Published 09/06/2015 | 00:00

Jim Doyle.
Jim Doyle.

Q I would like to boost the value of my pension when I retire. Are there some pension do's and don'ts I should know about?

A Retirement today only marks a change in lifestyle, not an end to a productive life as was too often the case in the past.

Higher living standards and greatly improved healthcare have extended our life expectancy. At the same time our expectations for our old age have increased. We look forward to years of retirement which are active and rewarding. Retirement today is no longer a gentle stroll into the sunset years, but an opportunity to be grasped and vigorously enjoyed.

Planning for your future is important, and pension planning is central to ensuring you can and will live the life you want to lead when you retire.
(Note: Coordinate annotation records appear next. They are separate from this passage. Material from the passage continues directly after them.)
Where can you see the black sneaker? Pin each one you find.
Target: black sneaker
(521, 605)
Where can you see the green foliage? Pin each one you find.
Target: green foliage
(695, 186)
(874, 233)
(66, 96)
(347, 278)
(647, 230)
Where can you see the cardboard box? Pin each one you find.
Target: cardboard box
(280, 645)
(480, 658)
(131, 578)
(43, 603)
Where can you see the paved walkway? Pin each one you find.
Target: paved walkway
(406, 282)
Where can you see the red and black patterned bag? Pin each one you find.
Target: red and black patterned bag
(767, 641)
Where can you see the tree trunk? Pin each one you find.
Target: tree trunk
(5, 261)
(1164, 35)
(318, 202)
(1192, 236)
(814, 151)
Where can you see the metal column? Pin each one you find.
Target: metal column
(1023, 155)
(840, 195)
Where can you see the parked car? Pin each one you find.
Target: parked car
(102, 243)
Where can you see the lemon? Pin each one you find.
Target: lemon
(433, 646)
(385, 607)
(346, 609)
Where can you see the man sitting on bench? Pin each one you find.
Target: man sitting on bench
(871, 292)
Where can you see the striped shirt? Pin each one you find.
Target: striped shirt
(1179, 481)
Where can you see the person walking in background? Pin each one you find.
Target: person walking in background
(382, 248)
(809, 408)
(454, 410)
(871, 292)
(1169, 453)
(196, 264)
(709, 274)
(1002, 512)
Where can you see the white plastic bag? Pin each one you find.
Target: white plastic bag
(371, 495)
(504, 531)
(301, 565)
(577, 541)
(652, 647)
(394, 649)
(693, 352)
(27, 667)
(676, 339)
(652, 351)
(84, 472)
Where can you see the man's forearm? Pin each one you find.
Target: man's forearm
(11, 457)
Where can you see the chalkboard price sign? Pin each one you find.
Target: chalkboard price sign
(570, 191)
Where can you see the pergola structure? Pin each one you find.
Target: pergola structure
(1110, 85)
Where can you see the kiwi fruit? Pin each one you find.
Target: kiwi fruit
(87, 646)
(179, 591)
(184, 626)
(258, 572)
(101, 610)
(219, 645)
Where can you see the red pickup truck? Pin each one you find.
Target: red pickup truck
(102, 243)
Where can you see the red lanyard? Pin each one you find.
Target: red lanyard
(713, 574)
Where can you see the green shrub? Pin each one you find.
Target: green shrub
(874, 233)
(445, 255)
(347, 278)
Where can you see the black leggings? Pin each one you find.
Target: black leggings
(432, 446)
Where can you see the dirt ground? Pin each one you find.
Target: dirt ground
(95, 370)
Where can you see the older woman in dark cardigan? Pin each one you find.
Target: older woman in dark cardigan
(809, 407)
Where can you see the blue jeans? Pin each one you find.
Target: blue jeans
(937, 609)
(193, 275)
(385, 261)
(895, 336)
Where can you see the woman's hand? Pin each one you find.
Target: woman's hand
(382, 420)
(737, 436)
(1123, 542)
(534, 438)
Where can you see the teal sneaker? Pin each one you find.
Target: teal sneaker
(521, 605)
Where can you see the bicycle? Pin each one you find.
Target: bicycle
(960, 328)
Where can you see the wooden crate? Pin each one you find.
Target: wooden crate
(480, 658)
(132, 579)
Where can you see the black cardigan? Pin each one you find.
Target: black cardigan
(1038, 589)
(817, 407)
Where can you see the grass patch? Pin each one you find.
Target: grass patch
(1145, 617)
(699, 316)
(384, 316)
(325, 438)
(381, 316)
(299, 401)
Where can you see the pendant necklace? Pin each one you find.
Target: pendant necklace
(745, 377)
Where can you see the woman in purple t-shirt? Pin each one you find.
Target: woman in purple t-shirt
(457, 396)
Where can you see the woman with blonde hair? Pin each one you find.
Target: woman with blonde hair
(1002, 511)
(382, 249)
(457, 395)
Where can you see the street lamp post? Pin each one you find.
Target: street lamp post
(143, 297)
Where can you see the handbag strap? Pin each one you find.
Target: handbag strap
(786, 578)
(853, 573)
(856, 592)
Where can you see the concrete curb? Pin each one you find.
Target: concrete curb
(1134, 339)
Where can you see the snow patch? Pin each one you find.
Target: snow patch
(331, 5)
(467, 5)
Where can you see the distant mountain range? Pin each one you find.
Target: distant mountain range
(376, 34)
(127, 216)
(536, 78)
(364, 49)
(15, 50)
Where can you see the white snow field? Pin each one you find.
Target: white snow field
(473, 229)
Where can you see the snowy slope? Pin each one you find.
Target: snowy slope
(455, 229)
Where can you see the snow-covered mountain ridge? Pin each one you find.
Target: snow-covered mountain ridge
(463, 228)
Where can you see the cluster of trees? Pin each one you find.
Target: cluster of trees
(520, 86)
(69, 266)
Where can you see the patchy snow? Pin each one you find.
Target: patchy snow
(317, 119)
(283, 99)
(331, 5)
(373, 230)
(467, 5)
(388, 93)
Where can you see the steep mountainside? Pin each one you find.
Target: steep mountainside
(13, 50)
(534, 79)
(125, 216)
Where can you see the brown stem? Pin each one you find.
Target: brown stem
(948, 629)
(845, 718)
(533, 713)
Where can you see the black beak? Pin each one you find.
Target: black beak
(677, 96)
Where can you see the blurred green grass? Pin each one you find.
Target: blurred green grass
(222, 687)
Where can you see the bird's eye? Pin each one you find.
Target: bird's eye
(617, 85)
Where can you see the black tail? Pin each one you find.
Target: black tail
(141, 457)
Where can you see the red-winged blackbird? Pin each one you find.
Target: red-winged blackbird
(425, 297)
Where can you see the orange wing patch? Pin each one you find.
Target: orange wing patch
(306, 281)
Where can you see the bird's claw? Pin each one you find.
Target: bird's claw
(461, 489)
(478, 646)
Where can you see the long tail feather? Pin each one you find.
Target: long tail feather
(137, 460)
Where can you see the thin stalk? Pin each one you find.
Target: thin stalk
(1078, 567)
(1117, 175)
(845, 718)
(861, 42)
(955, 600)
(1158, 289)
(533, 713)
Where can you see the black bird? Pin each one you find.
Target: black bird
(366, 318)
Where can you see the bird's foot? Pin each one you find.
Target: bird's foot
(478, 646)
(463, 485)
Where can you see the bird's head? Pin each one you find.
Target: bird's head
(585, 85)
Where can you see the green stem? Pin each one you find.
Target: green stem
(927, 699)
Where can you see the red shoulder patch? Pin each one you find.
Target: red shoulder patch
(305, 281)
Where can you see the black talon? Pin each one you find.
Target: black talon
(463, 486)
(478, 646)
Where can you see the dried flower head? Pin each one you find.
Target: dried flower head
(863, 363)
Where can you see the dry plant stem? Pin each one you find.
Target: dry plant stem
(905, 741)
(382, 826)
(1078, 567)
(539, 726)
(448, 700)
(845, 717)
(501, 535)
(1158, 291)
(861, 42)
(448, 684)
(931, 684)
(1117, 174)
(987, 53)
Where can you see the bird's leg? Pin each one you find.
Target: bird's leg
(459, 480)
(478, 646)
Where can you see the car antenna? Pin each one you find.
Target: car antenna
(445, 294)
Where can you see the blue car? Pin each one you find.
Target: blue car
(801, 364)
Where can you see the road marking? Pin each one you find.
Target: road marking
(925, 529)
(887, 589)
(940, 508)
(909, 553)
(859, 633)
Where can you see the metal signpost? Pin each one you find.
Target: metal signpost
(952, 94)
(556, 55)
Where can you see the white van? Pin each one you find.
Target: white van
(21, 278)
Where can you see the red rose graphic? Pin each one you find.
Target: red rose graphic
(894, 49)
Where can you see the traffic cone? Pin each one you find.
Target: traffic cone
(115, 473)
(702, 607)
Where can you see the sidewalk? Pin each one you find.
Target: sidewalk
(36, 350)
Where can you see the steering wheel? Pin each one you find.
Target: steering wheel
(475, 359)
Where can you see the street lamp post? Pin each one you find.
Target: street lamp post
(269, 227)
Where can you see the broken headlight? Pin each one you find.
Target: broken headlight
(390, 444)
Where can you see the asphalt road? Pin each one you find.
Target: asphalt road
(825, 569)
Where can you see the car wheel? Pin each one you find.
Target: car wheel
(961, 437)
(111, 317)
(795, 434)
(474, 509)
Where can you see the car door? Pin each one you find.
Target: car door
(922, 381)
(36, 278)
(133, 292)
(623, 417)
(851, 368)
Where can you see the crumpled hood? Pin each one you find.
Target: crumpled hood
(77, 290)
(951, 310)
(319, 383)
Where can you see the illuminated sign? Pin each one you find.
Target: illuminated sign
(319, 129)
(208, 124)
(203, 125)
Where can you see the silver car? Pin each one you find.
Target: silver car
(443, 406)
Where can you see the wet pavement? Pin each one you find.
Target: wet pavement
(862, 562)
Here are some vital pension do's and don'ts.

The Do's

One: Keep up your PRSI (social insurance) record as much as you can-so that you qualify for the maximum State pension.

To qualify for the maximum State pension, you must have paid a certain amount of social insurance contributions. You typically build up these contributions while working. However, if there are times when you're not working, you may be able to get PRSI credits or pay voluntary PRSI contributions to keep your contribution record going.

Two: Find out what pension options your employer (if you have one) offers. Although they're not obliged to, many employers will pay a contribution into your pension on your behalf which, combined with the contribution you're paying in yourself, can boost the value of your pension.

Three: Start paying into a pension as early as you can. The sooner you start the more you'll have on retirement.

Four: Contribute as much as you can afford to your pension, particularly where your employer matches the contribution you're paying into your pension.

Five: Keep an eye on charges, particularly the recurring fund charge. You want to keep this ongoing fund charge as low as you can. Passively managed funds, which just follow the market and don't try to beat it, will usually have much lower charges than so called 'actively' managed funds.

Six: Get advice from a professionally qualified adviser. Pensions are complex. Good advice can pay for itself many times over.

The Don'ts

One: Don't gamble with your pension fund, such as by putting it all into one investment (like a single property). Make sure the money in your pension fund is invested in various types of investments, particularly when you're younger.

Two: Don't move your pension pot around a lot between different institutions-chasing the next big investment 'opportunity'. Every time you move your pot, you'll probably pay hefty charges.

Three: Don't be swayed by charts showing a fund's impressive past investment performance. Funds rarely stay top performers for long and in the long run, there's plenty of evidence to show that similar funds end up providing more or less the same investment return.

Four: Don't have unrealistic ideas about when you can afford to retire. Life expectancy is increasing all the time. You should be prepared to continue working (maybe part-time) until you get the State pension, which is now 68 for most of us.

Five: Don't rely on the State pension or winning the lottery.